Thaspiviridae is a family of incertae sedis spindle-shaped viruses. The family contains a single genus, Nitmarvirus, which contains a single species, Nitrosopumilus spindle-shaped virus 1 (NSV1, Nitmarvirus maris).

Thaspiviridae are known to infect mesophilic ammonia-oxidizing archaea of the genus Nitrosopumilus.

==Structure==
The virion is spindle-shaped, measuring 64±3 nm in diameter and 112±6 nm in length, with short fibres at one pole. Its morphology is very similar to that of the members of the families Fuselloviridae and Halspiviridae, which infect hyperthermophilic and hyperhalophilic archaea, respectively.

==Genome==
Its genome is linear dsDNA of length 27–29 kbp, with 176 bp terminal inverted repeats. The virus genome is predicted to carry 48 genes.

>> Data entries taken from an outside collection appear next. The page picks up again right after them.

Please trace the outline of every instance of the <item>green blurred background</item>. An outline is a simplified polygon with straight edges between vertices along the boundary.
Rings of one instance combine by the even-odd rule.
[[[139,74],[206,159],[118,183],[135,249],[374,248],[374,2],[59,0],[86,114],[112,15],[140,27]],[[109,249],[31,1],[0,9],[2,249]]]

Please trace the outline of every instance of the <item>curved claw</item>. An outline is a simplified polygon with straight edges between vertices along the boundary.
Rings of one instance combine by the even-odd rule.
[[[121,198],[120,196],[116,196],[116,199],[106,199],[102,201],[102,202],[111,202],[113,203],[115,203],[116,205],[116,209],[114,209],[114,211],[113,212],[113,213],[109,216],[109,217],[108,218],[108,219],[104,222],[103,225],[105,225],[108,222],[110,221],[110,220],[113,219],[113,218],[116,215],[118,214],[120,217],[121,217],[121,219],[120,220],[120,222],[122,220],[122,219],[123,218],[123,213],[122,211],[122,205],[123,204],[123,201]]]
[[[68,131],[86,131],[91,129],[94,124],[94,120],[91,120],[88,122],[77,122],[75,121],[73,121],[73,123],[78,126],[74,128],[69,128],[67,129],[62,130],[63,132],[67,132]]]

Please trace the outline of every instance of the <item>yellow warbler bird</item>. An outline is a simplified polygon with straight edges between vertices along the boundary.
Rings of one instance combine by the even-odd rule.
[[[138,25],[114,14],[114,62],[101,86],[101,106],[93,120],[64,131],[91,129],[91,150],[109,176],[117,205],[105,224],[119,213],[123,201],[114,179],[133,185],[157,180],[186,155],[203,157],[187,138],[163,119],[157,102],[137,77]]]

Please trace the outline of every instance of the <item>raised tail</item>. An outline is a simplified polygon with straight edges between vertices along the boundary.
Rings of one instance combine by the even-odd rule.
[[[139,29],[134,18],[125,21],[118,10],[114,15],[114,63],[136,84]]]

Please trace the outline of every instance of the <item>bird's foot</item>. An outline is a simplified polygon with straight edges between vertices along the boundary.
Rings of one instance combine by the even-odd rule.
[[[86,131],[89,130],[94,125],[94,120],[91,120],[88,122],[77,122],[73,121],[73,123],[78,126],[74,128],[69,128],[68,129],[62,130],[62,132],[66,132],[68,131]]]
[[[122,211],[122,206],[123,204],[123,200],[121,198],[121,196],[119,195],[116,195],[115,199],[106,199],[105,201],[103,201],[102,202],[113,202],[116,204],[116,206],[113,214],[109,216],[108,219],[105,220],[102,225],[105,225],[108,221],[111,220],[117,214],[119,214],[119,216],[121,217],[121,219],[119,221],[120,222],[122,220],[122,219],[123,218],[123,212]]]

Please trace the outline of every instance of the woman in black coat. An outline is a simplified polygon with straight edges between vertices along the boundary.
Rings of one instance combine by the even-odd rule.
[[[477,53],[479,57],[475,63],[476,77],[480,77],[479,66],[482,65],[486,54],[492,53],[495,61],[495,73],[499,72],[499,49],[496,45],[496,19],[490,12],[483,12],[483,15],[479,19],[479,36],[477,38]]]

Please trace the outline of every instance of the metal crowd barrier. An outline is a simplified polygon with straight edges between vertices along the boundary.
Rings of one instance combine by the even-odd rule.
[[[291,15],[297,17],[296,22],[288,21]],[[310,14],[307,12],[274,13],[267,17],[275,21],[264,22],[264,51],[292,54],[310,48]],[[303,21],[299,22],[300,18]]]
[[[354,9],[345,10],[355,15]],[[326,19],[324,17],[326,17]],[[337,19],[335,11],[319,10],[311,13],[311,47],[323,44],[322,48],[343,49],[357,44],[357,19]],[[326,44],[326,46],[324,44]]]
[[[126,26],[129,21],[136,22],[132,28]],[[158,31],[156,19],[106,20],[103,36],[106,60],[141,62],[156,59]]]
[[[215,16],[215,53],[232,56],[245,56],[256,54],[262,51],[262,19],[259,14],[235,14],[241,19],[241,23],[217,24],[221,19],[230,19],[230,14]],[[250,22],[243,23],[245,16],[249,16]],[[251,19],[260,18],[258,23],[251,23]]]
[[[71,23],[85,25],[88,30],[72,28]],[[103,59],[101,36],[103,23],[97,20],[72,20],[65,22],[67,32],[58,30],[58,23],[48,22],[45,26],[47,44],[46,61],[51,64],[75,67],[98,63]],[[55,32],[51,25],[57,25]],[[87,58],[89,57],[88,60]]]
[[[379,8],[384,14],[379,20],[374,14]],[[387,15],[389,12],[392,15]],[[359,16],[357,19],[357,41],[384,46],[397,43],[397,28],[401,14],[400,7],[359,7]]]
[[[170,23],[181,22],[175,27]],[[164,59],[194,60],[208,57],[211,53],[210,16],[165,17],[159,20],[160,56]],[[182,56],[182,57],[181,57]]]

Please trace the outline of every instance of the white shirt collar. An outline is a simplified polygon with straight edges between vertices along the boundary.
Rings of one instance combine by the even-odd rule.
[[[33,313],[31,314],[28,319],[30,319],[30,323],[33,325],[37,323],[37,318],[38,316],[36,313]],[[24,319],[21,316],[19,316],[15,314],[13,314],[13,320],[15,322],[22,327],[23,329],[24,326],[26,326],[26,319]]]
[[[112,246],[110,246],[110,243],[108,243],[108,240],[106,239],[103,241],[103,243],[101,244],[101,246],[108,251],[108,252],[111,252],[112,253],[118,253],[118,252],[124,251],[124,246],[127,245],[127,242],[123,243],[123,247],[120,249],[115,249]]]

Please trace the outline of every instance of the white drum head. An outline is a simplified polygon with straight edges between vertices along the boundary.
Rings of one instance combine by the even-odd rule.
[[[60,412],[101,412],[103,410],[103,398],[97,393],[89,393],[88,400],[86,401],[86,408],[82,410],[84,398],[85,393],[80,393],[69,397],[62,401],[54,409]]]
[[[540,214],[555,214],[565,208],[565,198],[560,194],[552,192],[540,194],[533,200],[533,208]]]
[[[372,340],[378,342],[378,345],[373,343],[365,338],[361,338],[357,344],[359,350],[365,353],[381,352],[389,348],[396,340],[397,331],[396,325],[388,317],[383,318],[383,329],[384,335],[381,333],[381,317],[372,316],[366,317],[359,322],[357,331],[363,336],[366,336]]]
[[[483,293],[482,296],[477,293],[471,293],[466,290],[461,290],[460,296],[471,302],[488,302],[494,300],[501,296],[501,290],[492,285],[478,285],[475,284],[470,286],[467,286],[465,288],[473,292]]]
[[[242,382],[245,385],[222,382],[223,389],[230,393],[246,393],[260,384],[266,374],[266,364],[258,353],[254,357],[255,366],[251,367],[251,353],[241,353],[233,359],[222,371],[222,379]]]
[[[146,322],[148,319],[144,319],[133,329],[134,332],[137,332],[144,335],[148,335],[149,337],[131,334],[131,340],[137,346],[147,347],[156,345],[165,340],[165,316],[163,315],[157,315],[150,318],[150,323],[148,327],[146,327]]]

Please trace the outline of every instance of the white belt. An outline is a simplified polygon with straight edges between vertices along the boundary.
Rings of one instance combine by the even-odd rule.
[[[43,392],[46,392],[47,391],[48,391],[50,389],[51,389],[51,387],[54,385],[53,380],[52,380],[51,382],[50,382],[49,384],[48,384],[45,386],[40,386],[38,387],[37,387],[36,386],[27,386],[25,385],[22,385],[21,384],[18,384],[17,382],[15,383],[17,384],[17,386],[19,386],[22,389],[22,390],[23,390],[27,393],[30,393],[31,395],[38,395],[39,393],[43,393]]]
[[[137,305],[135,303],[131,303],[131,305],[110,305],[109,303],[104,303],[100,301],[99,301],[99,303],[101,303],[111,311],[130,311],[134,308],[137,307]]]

With the exception of protein-primed B DNA polymerase, which is also found in several groups of archaeal viruses and non-viral mobile genetic elements that also have linear genomes with terminal inverted repeats, the proteins encoded by Nitrosopumilus spindle-shaped virus 1 are unrelated to those of other archaeal and bacterial viruses.

==Replication==
The virus is non-lytic (capable of exiting host cells without killing them), and chronic (can be demonstrated in the body at all times and the disease may be present or absent for an extended period of time). The virus genome is likely to be replicated by the virus-encoded protein-primed family B DNA polymerase, as has been inferred for other viruses. The virus also encodes a proliferating cell nuclear antigen which is also likely to be involved in viral genome replication.